Nota: Puede ocurrir que un animal presente más de un tipo de nefrona. Así, puede que tenga
algunas glomerulares, otras aglomerulares, que el tamaño del glomérulo sea diferente...

La otra alternativa es la nefrona con asa de Henle, propia de aves y mamíferos. La presencia de
esta asa permite formar orina hiperosmótica. En aves es algo más corta que en mamíferos, por lo
que su capacidad de concentrar la orina es más limitada. Debemos tener en cuenta que, al tener
las glándulas de la sal, no la requieren tanto.

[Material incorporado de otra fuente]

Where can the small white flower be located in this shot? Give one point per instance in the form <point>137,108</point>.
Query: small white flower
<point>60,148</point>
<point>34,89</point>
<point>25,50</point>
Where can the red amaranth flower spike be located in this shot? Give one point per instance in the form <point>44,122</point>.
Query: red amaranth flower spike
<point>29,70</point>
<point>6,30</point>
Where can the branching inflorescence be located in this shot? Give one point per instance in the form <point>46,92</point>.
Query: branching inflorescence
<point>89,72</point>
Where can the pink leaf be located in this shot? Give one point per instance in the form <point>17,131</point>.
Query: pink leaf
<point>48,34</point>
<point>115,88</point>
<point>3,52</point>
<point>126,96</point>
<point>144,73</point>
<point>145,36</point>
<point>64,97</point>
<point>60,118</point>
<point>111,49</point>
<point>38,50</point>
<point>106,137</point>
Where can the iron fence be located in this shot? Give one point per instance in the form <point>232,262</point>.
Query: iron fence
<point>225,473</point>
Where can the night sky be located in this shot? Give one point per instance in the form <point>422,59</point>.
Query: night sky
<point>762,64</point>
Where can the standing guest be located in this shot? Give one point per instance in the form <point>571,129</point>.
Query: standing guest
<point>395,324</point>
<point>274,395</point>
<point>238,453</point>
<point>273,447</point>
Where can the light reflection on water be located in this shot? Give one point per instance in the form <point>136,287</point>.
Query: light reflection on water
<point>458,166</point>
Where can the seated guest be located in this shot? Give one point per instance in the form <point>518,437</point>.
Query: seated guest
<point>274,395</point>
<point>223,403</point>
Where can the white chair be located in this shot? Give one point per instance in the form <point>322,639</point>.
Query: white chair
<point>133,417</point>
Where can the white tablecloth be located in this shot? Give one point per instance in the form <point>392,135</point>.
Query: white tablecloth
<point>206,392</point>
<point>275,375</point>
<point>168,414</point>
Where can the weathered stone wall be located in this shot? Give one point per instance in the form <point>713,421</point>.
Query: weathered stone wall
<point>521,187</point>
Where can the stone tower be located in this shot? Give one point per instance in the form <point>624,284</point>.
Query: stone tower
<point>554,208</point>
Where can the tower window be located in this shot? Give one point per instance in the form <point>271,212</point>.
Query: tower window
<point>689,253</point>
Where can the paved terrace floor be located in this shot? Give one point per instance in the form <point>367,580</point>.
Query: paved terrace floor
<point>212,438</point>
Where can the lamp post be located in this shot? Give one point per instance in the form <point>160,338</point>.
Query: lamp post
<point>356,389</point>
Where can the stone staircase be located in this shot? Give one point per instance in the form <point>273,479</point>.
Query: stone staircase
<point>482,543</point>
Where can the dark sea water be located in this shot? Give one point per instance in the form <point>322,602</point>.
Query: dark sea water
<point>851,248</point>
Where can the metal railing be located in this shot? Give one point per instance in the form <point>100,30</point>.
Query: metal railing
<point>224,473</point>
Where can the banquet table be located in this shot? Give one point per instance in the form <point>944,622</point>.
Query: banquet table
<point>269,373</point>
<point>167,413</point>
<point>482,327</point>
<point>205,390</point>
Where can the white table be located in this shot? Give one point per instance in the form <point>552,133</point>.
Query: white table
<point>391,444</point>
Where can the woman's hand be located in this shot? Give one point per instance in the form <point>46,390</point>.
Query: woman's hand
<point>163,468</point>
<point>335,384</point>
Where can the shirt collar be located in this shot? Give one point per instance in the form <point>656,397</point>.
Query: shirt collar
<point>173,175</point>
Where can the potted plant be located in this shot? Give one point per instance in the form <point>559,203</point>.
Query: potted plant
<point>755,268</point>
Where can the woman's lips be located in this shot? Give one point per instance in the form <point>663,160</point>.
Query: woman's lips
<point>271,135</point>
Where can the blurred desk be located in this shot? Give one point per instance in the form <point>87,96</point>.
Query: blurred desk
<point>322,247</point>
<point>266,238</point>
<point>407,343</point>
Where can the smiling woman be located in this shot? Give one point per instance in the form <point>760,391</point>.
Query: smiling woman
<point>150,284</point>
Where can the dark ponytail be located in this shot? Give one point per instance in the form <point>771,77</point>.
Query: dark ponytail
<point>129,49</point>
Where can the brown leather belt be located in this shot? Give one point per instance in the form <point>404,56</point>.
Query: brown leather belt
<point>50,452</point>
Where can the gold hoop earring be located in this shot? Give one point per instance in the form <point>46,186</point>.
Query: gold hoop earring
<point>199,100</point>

Este tipo de nefrona permite tasas metabólicas grandes en comparación con la aglomerular, ya que
la capacidad de depurar es mayor en riñones ultrafiltradores que en secretores. Así, aunque el
metabolismo vaya más rápido y se generen más desechos, estos también son eliminados más
rápidamente.

Formación de la orina primaria

La orina primaria, como ya se ha comentado, es formada por filtración en la cápsula de Bowman.


Está cápsula está en contacto directo con el glomérulo. El glomérulo está formado por capilares
fenestrados, es decir, capilares que tienen muchos poros y que son más permeables que los de
otras zonas. Se ultrafiltra toda la sangre, a excepción de las grandes macromoléculas y las células.

Nota: La presión hidrostática es la fuerza que el líquido ejerce sobre un tubo.

Esta ultrafiltración se debe a tres factores. El primero es la diferencia de presión hidrostática entre
el capilar sanguíneo y la cápsula de Bowman. La presión es más grande en el capilar sanguíneo
debido a la presión sanguínea que genera el bombeo del corazón. En la cápsula de Bowman, la
presión es más baja porque a medida que se forma el ultrafiltrado se va drenando por el tubo hasta
que llega a la vejiga.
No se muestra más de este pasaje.